2.  Significant Accounting Policies

 

Revenue Recognition

 

The FASB issued ASU No. 2014-09, Revenue from Contracts with Customers (Topic 606). ASU No. 2014-09, as subsequently amended, supersedes the revenue recognition requirements in Revenue Recognition (Topic 605), and most industry-specific guidance throughout the Industry Topics of the Codification. Additionally, ASU No. 2014-09 supersedes some cost guidance included in Revenue Recognition-Construction-Type and Production-Type Contracts (Subtopic 605-35). Under ASU No. 2014-09, an entity should recognize revenue when it transfers promised goods or services to customers in an amount that reflects the consideration to which the entity expects to be entitled in exchange for those goods or services. ASU No. 2014-09 also requires additional disclosure about the nature, amount, timing, and uncertainty of revenue and cash flows arising from customer contracts.
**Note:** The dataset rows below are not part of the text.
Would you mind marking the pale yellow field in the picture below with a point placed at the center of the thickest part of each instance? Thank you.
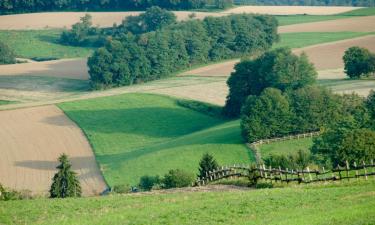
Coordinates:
(31, 141)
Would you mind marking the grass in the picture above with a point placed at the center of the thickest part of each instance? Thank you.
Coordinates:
(285, 147)
(303, 39)
(41, 43)
(340, 203)
(141, 134)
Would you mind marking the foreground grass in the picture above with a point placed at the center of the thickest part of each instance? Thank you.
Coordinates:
(303, 39)
(41, 44)
(324, 204)
(285, 147)
(142, 134)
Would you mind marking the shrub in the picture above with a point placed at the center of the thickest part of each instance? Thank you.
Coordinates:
(7, 56)
(177, 179)
(207, 164)
(359, 62)
(146, 183)
(65, 183)
(278, 68)
(265, 116)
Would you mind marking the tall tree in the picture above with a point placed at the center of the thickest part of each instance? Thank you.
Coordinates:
(206, 165)
(65, 183)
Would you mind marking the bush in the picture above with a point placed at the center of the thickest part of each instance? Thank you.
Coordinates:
(206, 165)
(121, 189)
(146, 183)
(359, 62)
(7, 56)
(65, 183)
(278, 68)
(265, 116)
(177, 179)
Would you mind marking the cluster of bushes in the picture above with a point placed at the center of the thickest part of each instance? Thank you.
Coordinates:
(7, 56)
(366, 3)
(359, 62)
(21, 6)
(127, 58)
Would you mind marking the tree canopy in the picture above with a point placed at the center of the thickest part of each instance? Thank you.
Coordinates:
(278, 68)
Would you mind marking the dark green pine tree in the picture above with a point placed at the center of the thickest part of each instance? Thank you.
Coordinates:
(65, 183)
(207, 163)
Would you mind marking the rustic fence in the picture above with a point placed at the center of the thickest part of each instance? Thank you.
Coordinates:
(260, 172)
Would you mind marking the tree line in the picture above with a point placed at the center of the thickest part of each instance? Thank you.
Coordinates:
(366, 3)
(22, 6)
(276, 95)
(141, 50)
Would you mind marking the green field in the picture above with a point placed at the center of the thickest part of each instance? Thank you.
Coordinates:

This includes significant judgments and changes in judgments and assets recognized from costs incurred to obtain or fulfill a contract.  Additionally, from time to time, the Company may enter into transactions whereby it sells or options certain mineral properties, plant and equipment.  In these instances, certain principles of ASC 610, Other Income, may apply when de-recognizing a nonfinancial asset when the Company has determined the sale and/or option agreement does not qualify as a contract with a customer.  Certain principles of ASC 606 may apply when recognizing a gain or loss on the transaction even though the transaction is not considered to be in the normal course of business.  ASU No. 2014-09 states that entities should apply guidance related to transfer of control and measurement of the transaction price when evaluating the timing and amount of the gain or loss to be recognized. The new guidance is effective for interim and annual periods beginning after December 15, 2017.

 

The Company adopted the new guidance effective January 1, 2018. The guidance may be applied retrospectively for all periods presented or retrospectively with the cumulative effect of initially applying the guidance recognized at the date of initial application. The Company adopted the guidance retrospectively with the cumulative effect of initially applying the amended guidance recognized at January 1, 2018. Based on the contracts outstanding as of December 31, 2017, there was no cumulative effect adjustment required to be recognized at January 1, 2018.  Under the Company’s adoption approach, results for reporting periods beginning after January 1, 2018, will be presented in the Consolidated Financial Statements under the new guidance, while prior period amounts will not be adjusted and continue to be reported under the guidance in effect for those periods.

 

The Company has performed an assessment of the revised guidance and the impacts on the Company’s Consolidated Financial Statements and disclosures. The Company has completed the review of all contracts with the potential for variable consideration and determined that the adoption of this guidance will primarily impact the timing of revenue recognition on certain option agreements based on the Company’s determination of when control is transferred for accounting purposes. Currently, proceeds received from option agreements are considered recovery of the carrying value of the related project until the carrying value reaches zero.  After that, any additional proceeds received will be recognized as a contract liability until control has transferred to the buyer or the related contract has terminated.

   

The Company has completed its evaluation of the potential for future variable consideration from net smelter return royalties (“NSR”), and other production related payments, and determined that there is no impact to the Company’s current accounting.  None of the projects which could provide the Company with NSRs or other production related payments are currently in production, and in all cases, we believe there is low probability of future production from these projects. Accordingly, the Company believes its NSRs and other production related payments are fully constrained, and the Company does not record a receivable for them. When it becomes probable that a project which could provide the Company with an NSR or other production related payments could begin production, the Company will evaluate the accounting treatment at that time.